As shown in Figure 3, the complex interrelationships among the biopathological variables considered in our study, either clustered into phenotypic subtypes (Figure 3a) or considered individually (Figure 3b), can best be evaluated by using MCA. Using this analysis, it is possible to visualize the association of biological factors (ER-α, PgR, HER2, Ki67, p53, and Bcl2) with ER-β and study their link with conventional pathological factors (N, G, and T). As shown in Figure 3a, along the first axis, the test demonstrates the contrast between high Ki67/p53⁺ tumors (upper right quadrant) and LA low Ki67/p53^- tumors (lower left quadrant), suggesting that these two groups represent biopathologically and statistically distinct entities as their defining parameters appear close to each other directly, far from the origin, and diagonally opposite. Similarly, the second axis clearly differentiates Bcl2⁺ tumors/LB subtype (upper left quadrant) from Bcl2^- tumors/HER2⁺ and TN (lower right quadrant), indicating that these two groups, far from the origin and diagonally opposite, can be statistically correlated also. ER-β⁺ (55.5%), though close to the origin, is located in the same quadrant (lower right quadrant) as Bcl2^-/HER2 subtype/LB subtype tumors, whereas ER-β^- (44.5%) is located in the opposite upper left quadrant. Figure 3b shows the contrast between ER-α/PgR/Bcl2^- tumors (lower right quadrant) and ER-α/PgR/Bcl2⁺ tumors (upper left quadrant), whereas the second axis clearly differentiates p53⁺/HER2⁺/high Ki67 tumors (upper right quadrant) from p53^-/HER2^-/low Ki67 tumors (lower left quadrant). Consistent with the lack of correlation with other variables and with its even distribution across different molecular subtypes, ER-β⁺ (55.2%) or ER-β^- (44.8%) did not discernibly cosegregate with any of the other biopathological factors considered.

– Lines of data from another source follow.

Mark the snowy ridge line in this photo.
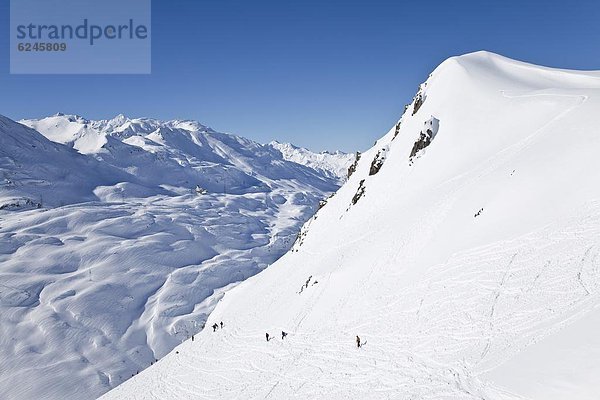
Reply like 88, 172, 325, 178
104, 52, 600, 400
0, 115, 342, 399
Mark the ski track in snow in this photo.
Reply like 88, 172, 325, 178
0, 115, 349, 400
105, 52, 600, 400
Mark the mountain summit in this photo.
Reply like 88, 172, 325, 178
105, 52, 600, 400
0, 114, 349, 399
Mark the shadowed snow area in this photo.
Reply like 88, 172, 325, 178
0, 115, 350, 399
104, 52, 600, 400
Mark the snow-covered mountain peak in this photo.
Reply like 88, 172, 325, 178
0, 111, 352, 399
268, 140, 354, 179
106, 52, 600, 400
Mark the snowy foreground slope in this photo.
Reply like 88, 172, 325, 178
105, 52, 600, 400
0, 115, 349, 399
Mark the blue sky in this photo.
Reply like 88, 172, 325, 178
0, 0, 600, 151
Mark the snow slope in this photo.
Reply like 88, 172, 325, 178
0, 115, 350, 400
104, 52, 600, 400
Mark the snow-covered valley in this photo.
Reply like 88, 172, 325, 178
105, 52, 600, 400
0, 114, 353, 399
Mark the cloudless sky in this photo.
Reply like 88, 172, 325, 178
0, 0, 600, 151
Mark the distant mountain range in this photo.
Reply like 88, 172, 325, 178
0, 114, 353, 399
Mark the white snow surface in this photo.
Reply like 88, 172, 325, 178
0, 115, 350, 400
269, 140, 356, 180
104, 52, 600, 400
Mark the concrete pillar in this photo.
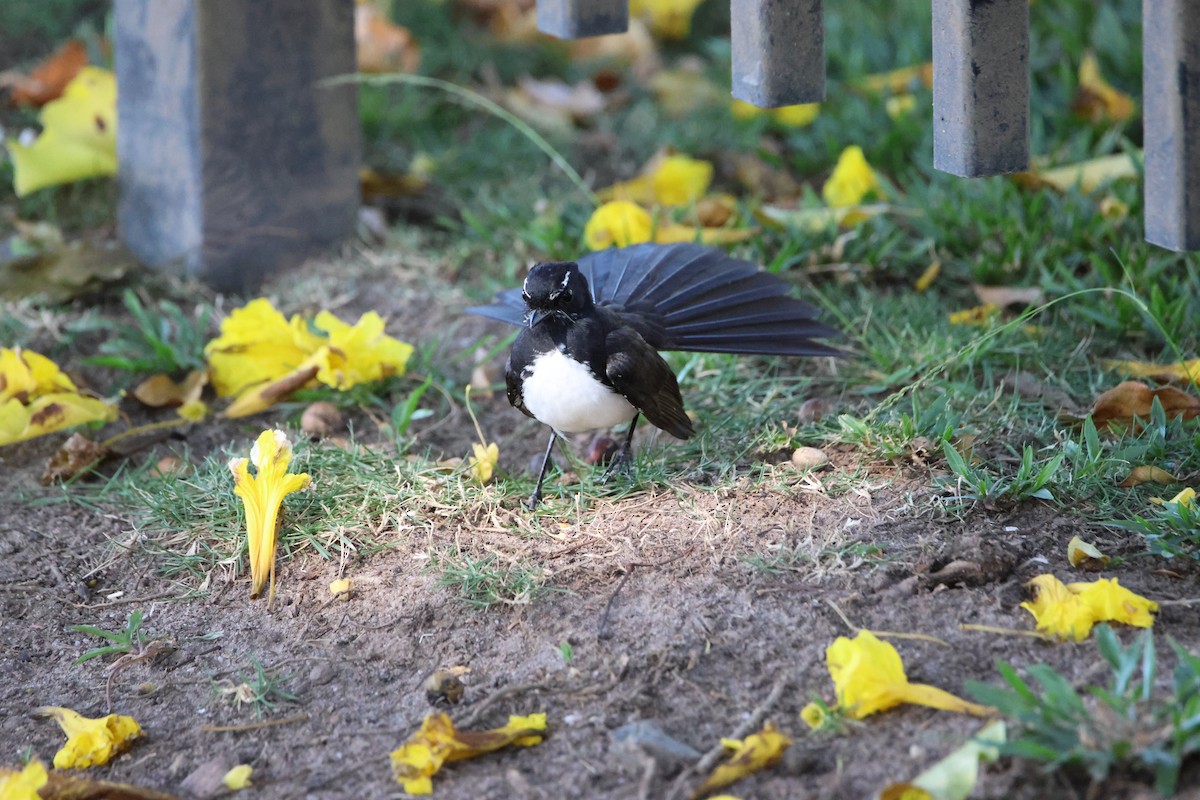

As summarized in Table 2, in the entire series of 728 patients with complete follow-up data, multivariate analysis revealed that tumor size (HR 2.51, CI 1.40 to 4.50, P = 0.002), nodal status (HR 2.44, CI 1.62 to 3.66, P < 0.0001), and Ki67 proliferation index (HR 1.59, CI 1.08 to 2.34, P = 0.02) were independent prognostic variables influencing DFS. However, in the node-positive subgroup, ER-β positivity (HR 1.55, CI 1.93 to 2.57, P = 0.09) emerged as an adverse prognostic factor for DFS along with tumor size (HR 2.51, CI 1.40 to 4.50, P = 0.002). An opposite effect was observed in the node-negative subgroup, in which ER-β negativity (HR 1.76, CI 0.95 to 3.24, P = 0.07) and elevated Ki67 proliferation index (HR 2.16, CI 1.15 to 4.04, P = 0.02) were associated with a poorer disease outcome.